Chemical looping–based processes are attracting increasing attention as low-carbon energy conversion due to their inherent product separation. Their performance is mainly governed by the redox behavior and reaction kinetics of solid oxygen carriers, especially during the fuel reactor step involving methane reduction. Iron oxide is a promising oxygen carrier because of its low cost and environmental compatibility, but its limited reactivity at moderate temperatures motivates material modification.
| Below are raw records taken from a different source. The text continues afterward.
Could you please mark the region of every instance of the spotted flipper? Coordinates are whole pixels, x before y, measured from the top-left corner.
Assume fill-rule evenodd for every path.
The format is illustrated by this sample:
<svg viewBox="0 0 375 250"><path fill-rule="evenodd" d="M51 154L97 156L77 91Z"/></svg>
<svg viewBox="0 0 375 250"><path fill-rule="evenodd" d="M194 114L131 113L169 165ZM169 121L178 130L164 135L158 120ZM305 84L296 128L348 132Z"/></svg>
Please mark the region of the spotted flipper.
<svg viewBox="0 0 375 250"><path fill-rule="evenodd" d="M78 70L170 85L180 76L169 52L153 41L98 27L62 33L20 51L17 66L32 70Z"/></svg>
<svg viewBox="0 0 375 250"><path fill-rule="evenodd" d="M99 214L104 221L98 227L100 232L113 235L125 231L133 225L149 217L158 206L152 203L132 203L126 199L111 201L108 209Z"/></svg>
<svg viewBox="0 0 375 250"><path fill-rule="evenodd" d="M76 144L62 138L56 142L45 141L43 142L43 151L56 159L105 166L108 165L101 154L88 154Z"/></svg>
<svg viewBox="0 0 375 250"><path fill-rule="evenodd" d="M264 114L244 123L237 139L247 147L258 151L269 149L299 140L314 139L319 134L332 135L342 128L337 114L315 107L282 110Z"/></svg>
Among these strategies, cerium oxide has been introduced, although its effect on reaction kinetics is not yet fully understood. This study investigates the solid-state redox kinetics and mechanisms of CeO₂-modified Fe₂O₃/α-Al₂O₃ oxygen carriers. Temperature-programmed reduction revealed that Fe-CeαAl exhibited the lowest activation energies at 38.0, 70.6, and 93.3 kJ/mol, indicating up to 55% reduction in kinetic barriers due to Ce and α-Al₂O₃ synergy. During oxidation, temperature-programmed oxidation showed that Fe-CeγAl achieved the lowest activation energies at 40.4 and 54.5 kJ/mol, with a 50% decrease in oxidation barriers. Methane reduction in a fluidized bed showed a transition from diffusion to phase boundary control as porosity increased. CH₄-TPD confirmed enhanced gas–solid interaction. CeO₂ addition significantly improved redox performance, lowering the activation energy for methane reduction to 28.2 kJ/mol. These findings highlight Fe–CeαAl as a highly reactive and energy-efficient oxygen carrier. The results provide fundamental kinetic insight relevant to chemical looping systems and low-emission fuel conversion processes.